Let’s talk recitals. They’re really hard and also really fun. In my time here, I’ve gone through the process four times. And I’m lucky enough to say I’ve experienced a miracle of sorts with recital prep: Each recital has gotten progressively less scary for me!
They say it gets easier, though, so maybe I’m no special case. So as I prepare for my final solo recital at U of I, I want to take a lookback at the good, the bad, the ugly, and the flutistry.
Freshman recital: I remember I got my dress with my mom when I was home on spring break. It was knee length and floral, and I remember thinking I needed it to be something I could wear again. Actually, I did wear it again, for my engagement photos last month. However, I also recall I didn’t send my programs to print until a week after they were due, I woofed on my ability to play a piece that I didn’t *really* have together technically or expressively, and I cared much too much about who would show up. And when they all did show up, packed right in front of my face in Smith Memorial Room, I panicked! My sound rose in my chest so that it didn’t spin. The musicianship was fine, but I didn’t feel like I was playing as myself.

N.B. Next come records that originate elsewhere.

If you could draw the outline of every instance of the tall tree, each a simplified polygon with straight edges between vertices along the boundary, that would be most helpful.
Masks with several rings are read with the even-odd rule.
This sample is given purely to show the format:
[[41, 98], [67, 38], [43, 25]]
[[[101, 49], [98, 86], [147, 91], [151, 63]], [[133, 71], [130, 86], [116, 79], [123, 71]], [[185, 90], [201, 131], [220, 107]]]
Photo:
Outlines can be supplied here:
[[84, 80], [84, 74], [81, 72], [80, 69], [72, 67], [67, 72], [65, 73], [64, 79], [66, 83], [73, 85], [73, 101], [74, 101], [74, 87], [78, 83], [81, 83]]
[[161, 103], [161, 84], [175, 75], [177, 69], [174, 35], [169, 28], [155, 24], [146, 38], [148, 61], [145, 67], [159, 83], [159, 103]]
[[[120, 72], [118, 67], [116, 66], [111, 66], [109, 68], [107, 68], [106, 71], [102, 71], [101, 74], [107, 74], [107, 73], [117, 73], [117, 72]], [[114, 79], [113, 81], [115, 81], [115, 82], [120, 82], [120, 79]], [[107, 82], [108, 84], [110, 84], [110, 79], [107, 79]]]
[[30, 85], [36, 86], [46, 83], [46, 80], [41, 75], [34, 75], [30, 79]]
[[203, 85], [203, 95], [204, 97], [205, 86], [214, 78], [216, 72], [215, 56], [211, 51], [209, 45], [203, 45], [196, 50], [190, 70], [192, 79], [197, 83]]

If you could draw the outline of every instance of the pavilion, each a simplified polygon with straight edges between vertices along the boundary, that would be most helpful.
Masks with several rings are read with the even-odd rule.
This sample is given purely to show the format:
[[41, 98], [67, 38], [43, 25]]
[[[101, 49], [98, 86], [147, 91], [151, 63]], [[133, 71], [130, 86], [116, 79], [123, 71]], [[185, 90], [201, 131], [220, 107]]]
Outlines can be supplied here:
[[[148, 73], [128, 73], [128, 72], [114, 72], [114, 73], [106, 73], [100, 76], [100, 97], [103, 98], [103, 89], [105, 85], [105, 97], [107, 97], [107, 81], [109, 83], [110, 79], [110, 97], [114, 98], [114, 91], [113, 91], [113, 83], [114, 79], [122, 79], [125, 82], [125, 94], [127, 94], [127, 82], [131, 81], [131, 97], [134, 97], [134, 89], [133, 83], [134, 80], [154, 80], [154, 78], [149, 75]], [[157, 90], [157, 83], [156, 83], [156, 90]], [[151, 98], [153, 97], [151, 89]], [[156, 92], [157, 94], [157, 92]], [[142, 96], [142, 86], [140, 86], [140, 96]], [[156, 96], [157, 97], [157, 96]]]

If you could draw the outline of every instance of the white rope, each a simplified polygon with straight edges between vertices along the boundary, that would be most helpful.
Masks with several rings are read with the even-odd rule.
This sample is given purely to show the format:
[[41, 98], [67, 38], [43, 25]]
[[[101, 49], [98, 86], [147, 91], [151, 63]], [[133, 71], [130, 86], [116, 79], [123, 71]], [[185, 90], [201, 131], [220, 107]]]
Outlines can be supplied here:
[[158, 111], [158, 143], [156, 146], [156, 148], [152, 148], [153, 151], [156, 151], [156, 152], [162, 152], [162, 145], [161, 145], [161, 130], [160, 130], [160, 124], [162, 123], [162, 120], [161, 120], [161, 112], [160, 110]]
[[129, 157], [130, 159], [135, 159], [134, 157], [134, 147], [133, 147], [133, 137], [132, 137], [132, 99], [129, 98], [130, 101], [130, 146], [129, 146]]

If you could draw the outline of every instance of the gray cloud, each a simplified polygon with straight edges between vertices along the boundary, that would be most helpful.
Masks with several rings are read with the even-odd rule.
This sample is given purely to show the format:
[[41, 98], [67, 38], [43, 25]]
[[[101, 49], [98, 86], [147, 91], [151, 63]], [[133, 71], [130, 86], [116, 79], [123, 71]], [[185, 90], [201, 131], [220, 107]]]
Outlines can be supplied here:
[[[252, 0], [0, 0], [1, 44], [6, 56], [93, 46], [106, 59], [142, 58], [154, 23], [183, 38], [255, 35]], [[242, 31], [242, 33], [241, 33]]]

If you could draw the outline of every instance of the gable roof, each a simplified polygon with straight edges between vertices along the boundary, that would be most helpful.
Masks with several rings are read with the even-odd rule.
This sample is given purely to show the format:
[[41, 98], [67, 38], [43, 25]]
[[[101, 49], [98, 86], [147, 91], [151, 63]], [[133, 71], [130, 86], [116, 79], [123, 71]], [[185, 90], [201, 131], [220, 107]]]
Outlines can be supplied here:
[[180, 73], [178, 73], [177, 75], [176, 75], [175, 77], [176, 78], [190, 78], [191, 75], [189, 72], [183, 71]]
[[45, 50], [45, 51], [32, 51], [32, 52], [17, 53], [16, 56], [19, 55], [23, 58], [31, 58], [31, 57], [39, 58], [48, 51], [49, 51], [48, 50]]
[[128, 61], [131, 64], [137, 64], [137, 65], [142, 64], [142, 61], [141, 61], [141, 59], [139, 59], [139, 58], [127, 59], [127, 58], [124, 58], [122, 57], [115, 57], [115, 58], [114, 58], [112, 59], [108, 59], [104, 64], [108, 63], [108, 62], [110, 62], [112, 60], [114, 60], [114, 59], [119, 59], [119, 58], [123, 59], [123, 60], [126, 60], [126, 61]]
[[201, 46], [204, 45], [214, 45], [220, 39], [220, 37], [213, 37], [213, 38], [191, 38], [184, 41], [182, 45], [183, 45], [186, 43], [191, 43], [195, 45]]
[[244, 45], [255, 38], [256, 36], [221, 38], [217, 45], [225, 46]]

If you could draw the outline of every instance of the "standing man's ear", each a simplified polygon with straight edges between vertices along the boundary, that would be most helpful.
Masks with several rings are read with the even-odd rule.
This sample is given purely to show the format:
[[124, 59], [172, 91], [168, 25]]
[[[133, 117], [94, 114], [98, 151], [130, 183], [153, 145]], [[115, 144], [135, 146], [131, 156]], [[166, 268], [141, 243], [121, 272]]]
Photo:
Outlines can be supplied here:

Sophomore recital: I did a 180 and didn’t have my clothing picked out until a couple of days before the performance, and I was cutting it close (at best) for weather appropriate garb in late November. I was ready and prepared, sounding great, until the one piece I didn’t like as much as the others. Instead of diving into it and getting it over with, I put it on the backburner. And it showed badly. Thankfully, it wasn’t the last piece on the program. My sound was much better and I remember I even set up a live stream for my parents in Virginia. But problem in test trial two was that the sound quality on Facebook live was absolutely atrocious, and I couldn’t stop focusing on the camera or how it was set up. Nerves were at about 50 percent of what they were the previous year. And I had a duet partner towards the middle to balance things out, so it felt less like standing on a melting iceberg alone.
Junior recital: I’m lucky that I slid in under the wire for a Covid times performance. Not many people got to do that. And this one was much, much better than previous years. Surprisingly, my nerves went away. It all sort of melted into excitement. I think this time was different because of the way I prepared. The amount of practice didn’t change, but I made it a goal to listen to each piece each day so that if I couldn’t get it under my fingers, it was at least in my brain. The music was much harder, so I remember thinking “oh gosh, Dr. Keeble is going to cancel my recital, I’m not ready, I’m not ready…” And he didn’t cancel, and all went well. But...my video recorder died after the first movement of my first work in the first half, so needless to say, I didn’t get to study or listen to that performance.
Senior recital: I’m still working on it. This one is different, since I’m applying to grad school around the same time as my recital. Things feel much busier. But there are things I have been doing in the last couple weeks. I have been listening to each piece each day and finding different artists for recordings. Also, I’ve added practicing page turns to my routine. There’s nothing to make your stomach drop like missing an entrance due to a faulty page turn. And I’ve been singing parts of the music as well. I think to avoid panic, I have to find my own voice within the flute. Not saying it’s perfect, because it isn’t, but it feels more natural this way. I’ve also made it a goal to touch each piece each day, so that even if they’re not flawless, they’re all able to bring something to the audience in equal measure.
Then there are the things I’ll never do again I won’t record for myself. I will have someone else do that, since my job is to play the flute. I’m going to pick out a dress and practice in my shoes in about a week, so I have plenty of time to get used to the feeling. And I promised myself that while I’ll tell people about my recital, I’ll leave it up to them to watch the performance, and not up to me to watch the audience. More confidence equals less nerves, I’ve found, and so the last thing to do is think about what the audience might be thinking. That’s their job, and I have to remind myself of my job: do my best!